Dylan’s words aren’t hyperbole. Hezbollah, one of the most virulent terrorist organizations in the world has expressed its hatred for the Jewish people in charter form: “Our primary assumption in our fight against Israel states that the Zionist entity is aggressive from its inception, and built on lands wrested from their owners, at the expense of the rights of the Muslim people. Therefore our struggle will end only when this entity is obliterated. We recognize no treaty with it, no cease fire, and no peace agreements, whether separate or consolidated.” In the Gaza Strip, Hamas is committed to the destruction of Israel and any attempts to make peace between Palestinians and Jews are tantamount to blasphemy: “[Peace] initiatives, the so-called peaceful solutions, and the international conferences to resolve the Palestinian problem, are all contrary to the beliefs of the Islamic Resistance Movement.” The Iranian mullahs believe that the total destruction of Israel will bring the “twelfth imam” and world justice. Iranian president Mahmoud Ahmadinejad has expressed the insane notion that the Holocaust is Jewish fiction created to garner world sympathy.
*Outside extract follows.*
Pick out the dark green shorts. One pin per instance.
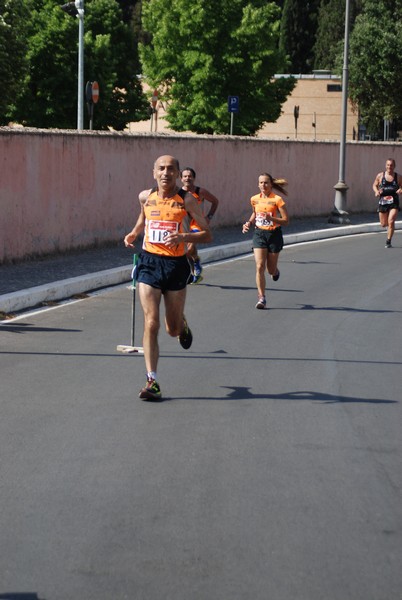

Philosophical expressions and charters are one thing. Action is another. And this is where the rhetoric becomes terror’s backbone. About a week before we left for Israel two young Palestinian men broke into the house of Ehud and Ruth Fogel, who lived in the Israeli settlement of Itamar. They first stabbed the Fogel’s two sons, 11 year old Yoav and 4 year old Elad, to death. They then murdered Ehud and Ruth. They thought they were done and left. As they did they heard the Fogel’s daughter, 3 month old Hadas, crying in her crib. They re-entered the home and stabbed her to death for good measure. They went home and, with the help of family, burned their bloody clothing and hid the weapons.

I didn’t find Israel to be dangerous, but I don’t live on a kibbutz or a settlement. I don’t have to find some way to live a meaningful life when a four month old child becomes the target of the terrorist’s blade. How can the road to peace be found in the face of such evil? This is the Jewish dilemma.